Berdasarkan latar belakang di atas peneliti merasa perlu untuk meneliti mengenai perbedaan self-efficacy pada siswa etnis Tionghoa dan non Tionghoa di kota Medan. Dalam penelitian ini, peneliti mengkhususkan suatu sekolah dimana sekolah tersebut memiliki siswa yang mayoritasnya adalah etnis Tionghoa yaitu SMA Sutomo 1 Medan. Oleh karena itu, peneliti mengajukan penelitian dengan judul Perbedaan Selfefficacy pada siswa etnis Tionghoa dan non Tionghoa di SMA Mayoritas Etnis Tionghoa di Kota Medan (studi kasus di SMA Sutomo 1 Medan). B. RUMUSAN MASALAH Adapun rumusan masalah dalam penelitian ini adalah apakah ada perbedaan self-efficacy siswa etnis Tionghoa dan non Tionghoa di SMA mayoritas etnis Tionghoa? C. TUJUAN PENELITIAN Adapun tujuan dilakukannya penelitian ini adalah untuk melihat perbedaan selfefficacy antara siswa etnis Tionghoa dan non Tionghoa. D. MANFAAT PENELITIAN Adapun manfaat dilakukannya penelitian ini dibagi atas manfaat teoritis dan manfaat praktis, yaitu: 1. Manfaat teoritis a. Hasil dari penelitian ini diharapkan dapat menambah dan memperluas ilmu pengetahuan dalam rangka pengembangan kajian Psikologi secara umum, dan Psikologi Pendidikan secara khusus.
b. Hasil dari penelitian ini diharapkan dapat menambah referensi penelitian lebih lanjut yang berkaitan dengan self-efficacy serta kaitannya pada siswa Tionghoa dan non Tionghoa di SMA mayoritas etnis Tionghoa. 2. Manfaat praktis a. Sekolah Hasil dari penelitian ini diharapkan mampu memberikan gambaran mengenai self efficacy yang dirasakan siswa-siswa SMA Sutomo 1 baik pada siswa Tionghoa maupun non Tionghoa. b. Bagi Siswa Siswa mengetahui self-efficacy yang dimiliki sehingga siswa lebih mampu untuk meningkatkan self-efficacy mereka saat berada di sekolah.

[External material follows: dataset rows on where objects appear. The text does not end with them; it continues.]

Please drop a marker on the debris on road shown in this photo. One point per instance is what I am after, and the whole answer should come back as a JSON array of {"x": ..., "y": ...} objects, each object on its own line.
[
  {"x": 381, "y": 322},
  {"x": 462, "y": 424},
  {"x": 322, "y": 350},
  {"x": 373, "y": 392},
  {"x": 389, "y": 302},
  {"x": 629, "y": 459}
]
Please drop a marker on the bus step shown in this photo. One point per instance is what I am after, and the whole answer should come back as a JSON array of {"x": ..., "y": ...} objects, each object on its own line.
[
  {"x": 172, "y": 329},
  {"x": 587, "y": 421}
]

E. SISTEMATIKA PENULISAN Sistematika penulisan proposal penelitian ini adalah : BAB I : Pendahuluan Bab ini terdiri dari atas latar belakang masalah penelitian, pertanyaan penelitian, tujuan penelitian, manfaat penelitian, dan sistematika penulisan. BAB II : Landasan Teori Bab ini menguraikan landasan teori yang mendasari masalah yang menjadi objek penelitian yang meliputi teori mengenai self-efficacy. Bab ini juga mengemukakan hipotesa sebagai dugaan sementara terhadap masalah penelitian.
BAB III : Metodologi Penelitian Bab ini menguraikan identifikasi, definisi operasional, populasi, sampel, dan metode pengambilan sampel, alat ukur, uji validitas dan reliabilitas alat ukur, prosedur pelaksaan penelitian, serta metode analisa data. BAB IV : Analisa Data dan Pembahasan Bab ini berisikan mengenai gambaran umum subjek penelitian, hasil utama penelitian dan hasil tambahan penelitian. BAB V : Kesimpulan dan Saran Bab ini berisikan mengenai hasil penelitian yang telah dilakukan memuat kesimpulan dan saran penelitian.